These kinds of tests are pretty much useless and a waste of battery haha

Sent from my Galaxy Nexus using Tapatalk


----------



## joemagistro (Dec 19, 2011)

The kernels are still all different per what the dev uses.. This would have to be tested with the same kernel per each rom

Sent from my Galaxy Nexus using Tapatalk


----------



## Ianxcom (Jun 29, 2011)

Thanks for the effort and testing. I think it would also be nice to have a side by side comparison of each rom with the stock kernel to compare.

Sent from my Galaxy Nexus using Tapatalk


----------



## grinch (Dec 25, 2011)

unless same wallpaper...brightness...network mode (3g,4g or wifi) kernel, etc...are used...whats the damn point??????


----------



## Burbot (Dec 29, 2011)

ronnieruff said:


> These kinds of tests are pretty much useless and a waste of battery haha
> 
> Sent from my Galaxy Nexus using Tapatalk


The tests being pretty much useless.. maybe, depending on what you mean (waste of time or non achievable standardization etc), but I don't think any usage of a device so long as it's what you want, and get satisfaction out of it is at all a waste of battery. It's just what he wants to do with his device. I imagine some people bought a Gnex cause it was new, and only to use it for calls, texts and Facebook.. which is my opinion of a waste of both a battery, and an awesome device lol.

It probably would have been better to break out a multi-meter or whatever could test the volts/amp hours/whatever; something separate from the device being tested for its battery consumption, if accuracy is what you're talking about..


----------



## Bendr0id (Sep 29, 2011)

Well, while we are on the discussion of battery life. Is the extended battery worth getting?


----------



## WhataSpaz (Feb 20, 2012)

I don't know why everyone's saying this test is useless, because it was actually done well. I've heard Liquid was great on battery life and this kind of makes me want to try it (which I will)


----------



## exarkun (Dec 4, 2011)

grinch said:


> unless same wallpaper...brightness...network mode (3g,4g or wifi) kernel, etc...are used...whats the damn point??????


Wow, you fail at reading...

_The above results are those of what I call an "idle test", where the phone was put in Airplane mode,_


----------



## Burncycle (Aug 6, 2011)

I would say that the tests are fine lol. Not everyone switches kernels. Sometimes you just want to flash it and go. The title does say "rom test" and nothing more. Roms include a kernel ya know?


----------



## BigJermZ (Jun 26, 2011)

I have to say, I'm running CodeNameAndroid and I don't even check the battery usage anymore, if I'm busy (like today) from 6am till 11pm I ended with 35% left, on a regular day I end up with a easy 20% after 12hrs.

Sent from my Galaxy Nexus on CodeNameAndroid using RootzWiki


----------



## cantcurecancer (Jul 30, 2011)

Just because one rom's "Android OS" is "more responsible" for drainage than another does NOT mean you can multiply its percentage by the amount drained. Liquid isn't 5x better than Redemption just because "Android OS" has a higher percentage. Redemption and Liquid both only lost 3%, and that's the ONLY thing that matters when it comes to battery. That means they should be closer to equal on your scale. Battery stats may be misreporting, there could be drainage being reported as something else (and perhaps due to something else).

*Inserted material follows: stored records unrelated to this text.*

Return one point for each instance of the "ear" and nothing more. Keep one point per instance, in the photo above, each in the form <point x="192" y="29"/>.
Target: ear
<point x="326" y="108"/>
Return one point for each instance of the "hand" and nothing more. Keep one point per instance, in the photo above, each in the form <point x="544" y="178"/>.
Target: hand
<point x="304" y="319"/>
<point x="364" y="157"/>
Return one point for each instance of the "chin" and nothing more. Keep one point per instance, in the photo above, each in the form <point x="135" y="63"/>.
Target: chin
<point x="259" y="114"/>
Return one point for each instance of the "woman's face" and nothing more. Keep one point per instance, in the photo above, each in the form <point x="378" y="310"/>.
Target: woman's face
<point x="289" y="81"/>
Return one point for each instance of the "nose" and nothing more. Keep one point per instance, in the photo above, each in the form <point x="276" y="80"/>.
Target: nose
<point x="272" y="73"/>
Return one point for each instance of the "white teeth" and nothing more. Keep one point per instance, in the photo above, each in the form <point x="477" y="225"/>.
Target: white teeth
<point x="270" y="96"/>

Testing battery life is so difficult because there are so, so, so many variables. Some of those roms include custom kernels, so giving the ROM total credit, in some cases, may not be appropriate.


----------



## exarkun (Dec 4, 2011)

cantcurecancer said:


> Just because one rom's "Android OS" is "more responsible" for drainage than another does NOT mean you can multiply its percentage by the amount drained. Liquid isn't 5x better than Redemption just because "Android OS" has a higher percentage. Redemption and Liquid both only lost 3%, and that's the ONLY thing that matters when it comes to battery. That means they should be closer to equal on your scale. Battery stats may be misreporting, there could be drainage being reported as something else (and perhaps due to something else).
> 
> Testing battery life is so difficult because there are so, so, so many variables. Some of those roms include custom kernels, so giving the ROM total credit, in some cases, may not be appropriate.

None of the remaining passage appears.